MD 343 begins where state maintenance commences on Hudson Road a short distance west of Cook Point Road near the hamlet of Hudson. The state highway heads east as a two-lane undivided road through a mix of farmland and forest, intersecting roads that serve the peninsulas split by creeks that flow into the Choptank River to the north and the Little Choptank River to the south. MD 343 also passes through the hamlets of Cornersville and Lloyds. Shortly after passing Horns Point Road, which leads to a golf course and the Horn Point Laboratory of the University of Maryland Center for Environmental Science, the state highway passes a few residential subdivisions and enters the city limits of Cambridge, where the highway's name changes to Washington Street.

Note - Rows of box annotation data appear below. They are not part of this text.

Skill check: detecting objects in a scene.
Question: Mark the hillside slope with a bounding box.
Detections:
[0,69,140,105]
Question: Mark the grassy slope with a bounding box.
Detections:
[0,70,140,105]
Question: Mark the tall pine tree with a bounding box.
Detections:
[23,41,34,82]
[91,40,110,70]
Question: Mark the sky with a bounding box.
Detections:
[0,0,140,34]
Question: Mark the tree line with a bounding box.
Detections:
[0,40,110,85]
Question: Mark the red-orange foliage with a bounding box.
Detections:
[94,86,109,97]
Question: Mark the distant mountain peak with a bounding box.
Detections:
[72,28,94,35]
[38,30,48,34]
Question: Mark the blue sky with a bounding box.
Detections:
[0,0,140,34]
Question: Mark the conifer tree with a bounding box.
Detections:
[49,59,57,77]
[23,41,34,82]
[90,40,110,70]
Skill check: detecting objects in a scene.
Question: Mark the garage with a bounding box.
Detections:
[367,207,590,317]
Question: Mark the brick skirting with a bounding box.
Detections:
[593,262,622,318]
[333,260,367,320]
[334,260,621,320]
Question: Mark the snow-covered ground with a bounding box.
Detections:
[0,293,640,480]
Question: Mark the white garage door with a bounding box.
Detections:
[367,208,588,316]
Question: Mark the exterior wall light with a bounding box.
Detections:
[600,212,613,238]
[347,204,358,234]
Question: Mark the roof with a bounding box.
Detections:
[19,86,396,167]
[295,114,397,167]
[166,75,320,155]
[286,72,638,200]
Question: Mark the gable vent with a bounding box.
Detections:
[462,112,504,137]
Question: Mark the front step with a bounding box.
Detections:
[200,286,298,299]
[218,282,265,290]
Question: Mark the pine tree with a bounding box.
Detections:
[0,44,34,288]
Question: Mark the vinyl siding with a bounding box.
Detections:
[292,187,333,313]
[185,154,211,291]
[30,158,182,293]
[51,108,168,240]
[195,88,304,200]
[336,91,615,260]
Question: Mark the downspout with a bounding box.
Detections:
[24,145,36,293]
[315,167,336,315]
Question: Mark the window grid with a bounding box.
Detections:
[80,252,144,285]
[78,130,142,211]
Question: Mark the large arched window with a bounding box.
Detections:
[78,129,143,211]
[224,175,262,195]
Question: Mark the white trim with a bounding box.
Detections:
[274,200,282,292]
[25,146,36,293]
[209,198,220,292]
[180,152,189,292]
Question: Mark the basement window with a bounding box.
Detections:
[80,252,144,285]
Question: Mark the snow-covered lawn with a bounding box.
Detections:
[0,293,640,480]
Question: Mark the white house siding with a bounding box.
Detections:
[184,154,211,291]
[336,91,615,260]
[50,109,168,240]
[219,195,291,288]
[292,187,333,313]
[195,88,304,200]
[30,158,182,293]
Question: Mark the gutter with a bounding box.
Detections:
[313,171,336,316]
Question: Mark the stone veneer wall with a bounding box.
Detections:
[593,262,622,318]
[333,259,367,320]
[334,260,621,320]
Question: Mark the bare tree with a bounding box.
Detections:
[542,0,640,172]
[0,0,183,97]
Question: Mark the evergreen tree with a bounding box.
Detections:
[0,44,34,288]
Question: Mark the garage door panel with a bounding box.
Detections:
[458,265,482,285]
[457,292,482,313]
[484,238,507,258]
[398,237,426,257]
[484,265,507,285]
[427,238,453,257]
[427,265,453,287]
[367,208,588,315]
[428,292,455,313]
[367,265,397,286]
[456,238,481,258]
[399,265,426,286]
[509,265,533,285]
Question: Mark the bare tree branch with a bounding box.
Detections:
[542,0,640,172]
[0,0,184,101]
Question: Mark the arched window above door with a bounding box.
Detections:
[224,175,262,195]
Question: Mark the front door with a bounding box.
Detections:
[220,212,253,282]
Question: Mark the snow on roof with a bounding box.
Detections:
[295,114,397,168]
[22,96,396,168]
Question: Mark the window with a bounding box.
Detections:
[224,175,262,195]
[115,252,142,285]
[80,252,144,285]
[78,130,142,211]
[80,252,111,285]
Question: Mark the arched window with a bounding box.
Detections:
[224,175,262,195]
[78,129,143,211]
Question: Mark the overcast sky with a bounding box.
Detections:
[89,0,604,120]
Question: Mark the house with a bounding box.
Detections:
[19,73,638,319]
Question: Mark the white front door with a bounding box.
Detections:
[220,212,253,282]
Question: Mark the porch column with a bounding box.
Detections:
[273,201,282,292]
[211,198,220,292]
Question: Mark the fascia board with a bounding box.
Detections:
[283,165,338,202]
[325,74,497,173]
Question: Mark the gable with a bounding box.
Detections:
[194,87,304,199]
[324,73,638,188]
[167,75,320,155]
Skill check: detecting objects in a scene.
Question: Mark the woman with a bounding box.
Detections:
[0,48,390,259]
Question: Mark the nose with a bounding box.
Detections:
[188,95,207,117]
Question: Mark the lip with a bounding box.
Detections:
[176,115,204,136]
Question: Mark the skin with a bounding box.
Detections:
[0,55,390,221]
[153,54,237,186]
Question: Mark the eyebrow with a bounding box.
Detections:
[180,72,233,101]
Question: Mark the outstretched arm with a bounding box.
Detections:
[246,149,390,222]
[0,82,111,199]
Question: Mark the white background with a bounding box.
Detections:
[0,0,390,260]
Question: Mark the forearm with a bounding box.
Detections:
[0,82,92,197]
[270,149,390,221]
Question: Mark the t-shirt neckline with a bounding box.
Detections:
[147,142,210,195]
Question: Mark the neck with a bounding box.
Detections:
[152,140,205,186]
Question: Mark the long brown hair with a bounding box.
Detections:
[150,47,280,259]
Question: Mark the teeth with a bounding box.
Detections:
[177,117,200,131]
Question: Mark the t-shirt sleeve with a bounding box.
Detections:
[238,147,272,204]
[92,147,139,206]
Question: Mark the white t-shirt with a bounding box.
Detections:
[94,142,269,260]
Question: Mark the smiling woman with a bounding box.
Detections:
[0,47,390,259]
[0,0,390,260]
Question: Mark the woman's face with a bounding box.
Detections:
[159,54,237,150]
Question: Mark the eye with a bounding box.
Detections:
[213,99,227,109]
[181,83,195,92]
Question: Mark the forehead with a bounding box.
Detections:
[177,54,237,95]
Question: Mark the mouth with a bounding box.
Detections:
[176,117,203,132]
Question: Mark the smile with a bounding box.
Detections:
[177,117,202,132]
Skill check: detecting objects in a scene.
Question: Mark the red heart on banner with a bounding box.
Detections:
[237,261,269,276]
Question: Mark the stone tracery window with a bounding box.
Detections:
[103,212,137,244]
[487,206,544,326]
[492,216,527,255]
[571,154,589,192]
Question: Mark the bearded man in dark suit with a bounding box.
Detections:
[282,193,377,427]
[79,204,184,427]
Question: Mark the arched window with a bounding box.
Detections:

MD 343 intersects High Street, the old alignment of MD 343, before the route crosses Race Street, which heads south as MD 341 toward MD 16. The state highway continues east into an industrial area, where the highway crosses the Seaford Line of the Maryland and Delaware Railroad at-grade and meets the southern end of Dorchester Avenue. MD 343 continues east past Crusader Road to the highway's eastern terminus at US 50 (Sunburst Highway). Traffic on eastbound MD 343 must use Crusader Road to access westbound US 50.

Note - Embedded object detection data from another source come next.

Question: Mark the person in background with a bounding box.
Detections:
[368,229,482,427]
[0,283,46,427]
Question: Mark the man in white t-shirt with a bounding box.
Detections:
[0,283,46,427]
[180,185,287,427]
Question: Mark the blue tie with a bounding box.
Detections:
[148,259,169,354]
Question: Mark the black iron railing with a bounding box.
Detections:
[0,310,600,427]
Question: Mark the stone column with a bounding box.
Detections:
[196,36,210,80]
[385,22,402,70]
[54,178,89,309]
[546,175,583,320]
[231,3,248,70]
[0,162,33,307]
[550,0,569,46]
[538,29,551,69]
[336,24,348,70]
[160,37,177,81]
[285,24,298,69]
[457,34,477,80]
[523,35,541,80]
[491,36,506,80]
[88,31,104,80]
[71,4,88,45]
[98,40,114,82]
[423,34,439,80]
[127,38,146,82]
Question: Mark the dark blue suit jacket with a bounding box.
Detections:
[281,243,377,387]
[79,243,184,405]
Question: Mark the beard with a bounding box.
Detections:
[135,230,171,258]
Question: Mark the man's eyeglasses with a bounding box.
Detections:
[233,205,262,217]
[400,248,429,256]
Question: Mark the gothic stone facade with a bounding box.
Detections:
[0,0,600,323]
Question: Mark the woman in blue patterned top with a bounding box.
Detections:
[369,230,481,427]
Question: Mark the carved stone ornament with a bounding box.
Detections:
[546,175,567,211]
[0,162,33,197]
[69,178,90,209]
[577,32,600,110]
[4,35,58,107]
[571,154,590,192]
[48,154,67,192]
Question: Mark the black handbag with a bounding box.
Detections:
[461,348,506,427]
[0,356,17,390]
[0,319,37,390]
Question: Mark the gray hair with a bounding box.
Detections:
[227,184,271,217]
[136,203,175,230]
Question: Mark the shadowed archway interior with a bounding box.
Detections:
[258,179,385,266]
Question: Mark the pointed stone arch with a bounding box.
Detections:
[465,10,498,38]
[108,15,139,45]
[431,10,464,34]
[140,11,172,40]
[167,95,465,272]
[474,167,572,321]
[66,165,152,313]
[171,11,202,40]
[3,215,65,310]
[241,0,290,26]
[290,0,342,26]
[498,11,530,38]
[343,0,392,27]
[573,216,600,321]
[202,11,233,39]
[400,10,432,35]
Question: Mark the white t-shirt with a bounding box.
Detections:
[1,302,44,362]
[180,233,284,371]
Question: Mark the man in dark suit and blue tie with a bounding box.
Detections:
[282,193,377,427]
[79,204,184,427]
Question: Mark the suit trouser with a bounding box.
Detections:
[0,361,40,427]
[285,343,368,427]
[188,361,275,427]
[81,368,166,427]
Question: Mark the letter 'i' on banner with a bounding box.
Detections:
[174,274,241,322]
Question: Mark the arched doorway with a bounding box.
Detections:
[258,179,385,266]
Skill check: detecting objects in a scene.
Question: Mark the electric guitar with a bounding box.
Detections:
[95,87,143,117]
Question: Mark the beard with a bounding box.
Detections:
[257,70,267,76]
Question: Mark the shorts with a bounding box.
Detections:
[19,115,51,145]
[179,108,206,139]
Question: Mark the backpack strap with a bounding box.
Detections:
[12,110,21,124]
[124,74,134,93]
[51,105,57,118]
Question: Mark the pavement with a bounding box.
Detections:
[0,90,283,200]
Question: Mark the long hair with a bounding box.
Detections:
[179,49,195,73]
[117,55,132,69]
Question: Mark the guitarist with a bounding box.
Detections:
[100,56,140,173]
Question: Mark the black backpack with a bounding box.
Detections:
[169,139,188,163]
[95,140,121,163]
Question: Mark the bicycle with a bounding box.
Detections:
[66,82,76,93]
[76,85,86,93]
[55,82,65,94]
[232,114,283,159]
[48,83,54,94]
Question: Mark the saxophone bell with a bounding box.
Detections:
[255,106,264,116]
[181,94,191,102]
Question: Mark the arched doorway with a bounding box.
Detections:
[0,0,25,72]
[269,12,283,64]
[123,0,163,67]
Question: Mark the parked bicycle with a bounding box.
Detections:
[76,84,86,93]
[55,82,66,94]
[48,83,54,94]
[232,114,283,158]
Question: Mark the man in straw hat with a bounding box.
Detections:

MD 343 is a part of the National Highway System as a principal arterial within the city of Cambridge.

==History==

MD 343 was paved from the western city limit of Cambridge to Horns Point Road by 1921. The state highway was paved within Cambridge and extended west to Town Point Road by 1923. The state highway was extended to Lloyds in 1928 and was under construction west to Cornerville by 1930. MD 343 was completed to Hudson by 1933. The state highway followed its present path west of Cambridge. Within the city, MD 343 turned from Washington Street onto High Street into downtown Cambridge, where the state highway followed Poplar Street, Gay Street, Muse Street, and Market Street to the drawbridge across Cambridge Creek, which was completed in 1940, replacing an earlier drawbridge. From the drawbridge, the state highway followed Maryland Avenue east and Dorchester Avenue south to its eastern terminus at MD 16.

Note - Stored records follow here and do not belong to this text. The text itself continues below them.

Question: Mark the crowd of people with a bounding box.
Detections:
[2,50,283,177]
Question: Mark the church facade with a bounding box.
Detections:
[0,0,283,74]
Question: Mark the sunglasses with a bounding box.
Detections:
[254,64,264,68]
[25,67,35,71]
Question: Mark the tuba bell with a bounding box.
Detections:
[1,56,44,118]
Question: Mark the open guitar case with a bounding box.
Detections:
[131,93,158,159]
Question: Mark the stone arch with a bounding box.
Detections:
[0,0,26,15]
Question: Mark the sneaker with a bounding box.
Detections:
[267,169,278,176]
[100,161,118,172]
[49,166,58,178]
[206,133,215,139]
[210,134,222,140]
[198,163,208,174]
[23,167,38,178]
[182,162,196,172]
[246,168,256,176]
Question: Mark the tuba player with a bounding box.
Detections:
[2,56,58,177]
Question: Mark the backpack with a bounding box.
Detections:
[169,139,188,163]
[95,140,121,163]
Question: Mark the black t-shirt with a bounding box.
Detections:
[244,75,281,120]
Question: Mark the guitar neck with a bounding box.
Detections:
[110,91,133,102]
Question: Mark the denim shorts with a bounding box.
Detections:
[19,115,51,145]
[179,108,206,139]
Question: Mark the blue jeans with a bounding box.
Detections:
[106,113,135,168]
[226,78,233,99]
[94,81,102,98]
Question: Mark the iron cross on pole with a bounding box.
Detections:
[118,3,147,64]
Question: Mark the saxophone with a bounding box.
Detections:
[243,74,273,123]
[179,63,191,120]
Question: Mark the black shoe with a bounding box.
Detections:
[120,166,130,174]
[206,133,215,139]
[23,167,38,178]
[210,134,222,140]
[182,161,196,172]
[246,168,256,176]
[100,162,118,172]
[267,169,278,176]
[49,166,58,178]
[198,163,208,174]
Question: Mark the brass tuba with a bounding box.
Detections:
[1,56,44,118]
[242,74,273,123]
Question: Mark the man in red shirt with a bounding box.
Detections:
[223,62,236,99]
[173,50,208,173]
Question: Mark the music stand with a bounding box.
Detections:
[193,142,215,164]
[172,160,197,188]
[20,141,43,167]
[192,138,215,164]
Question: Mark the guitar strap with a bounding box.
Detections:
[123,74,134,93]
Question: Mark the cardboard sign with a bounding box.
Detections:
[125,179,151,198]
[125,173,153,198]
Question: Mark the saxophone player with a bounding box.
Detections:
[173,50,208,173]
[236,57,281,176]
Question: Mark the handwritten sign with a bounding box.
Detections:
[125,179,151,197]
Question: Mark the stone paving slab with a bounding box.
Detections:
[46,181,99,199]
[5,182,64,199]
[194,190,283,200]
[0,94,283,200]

Following the completion of the Choptank River Bridge and Sunburst Highway in December 1935, MD 343's eastern terminus was changed to the intersection of Sunburst Highway and Maryland Avenue. Dorchester Avenue was redesignated MD 744 by 1950. By 1956, MD 343 was removed from downtown Cambridge and replaced MD 551 from High Street to its new eastern terminus at MD 16 at the corner of Washington and Race Streets. The drawbridge over Cambridge Creek remained under state maintenance and is today designated MD 795. Finally, MD 343 was extended east along Washington Street to its present eastern terminus at US 50 when MD 16 was moved to a new bypass of Cambridge in 1967.

==Junction list==

| Location | mi | km | Destinations | Notes |
| Hudson | 0.00 | 0.00 | Hudson Road west | Western terminus |
| Cambridge | 10.37 | 16.69 | MD 341 south (Race Street) / Race Street north – Church Creek | Northern terminus of MD 341 |
| 11.11 | 17.88 | Crusader Road to US 50 west (Sunburst Highway) – Bay Bridge, Easton |  |
| 11.29 | 18.17 | US 50 east (Sunburst Highway) – Salisbury | Eastern terminus; no direct access from eastbound MD 343 to westbound US 50 |
1.000 mi = 1.609 km; 1.000 km = 0.621 mi Incomplete access;

==Auxiliary routes==
MD 343 has two unsigned auxiliary routes, both service roads near MD 343's eastern terminus where US 50 curves to the east heading from Easton to Salisbury. MD 343A is a 0.17 mi spur from MD 343 that preserves Sunburst Highway's north-south alignment just east of Dorchester Avenue. MD 343B is a 0.09 mi spur from MD 343 that continues the main highway's alignment from where it turns north to terminate at US 50.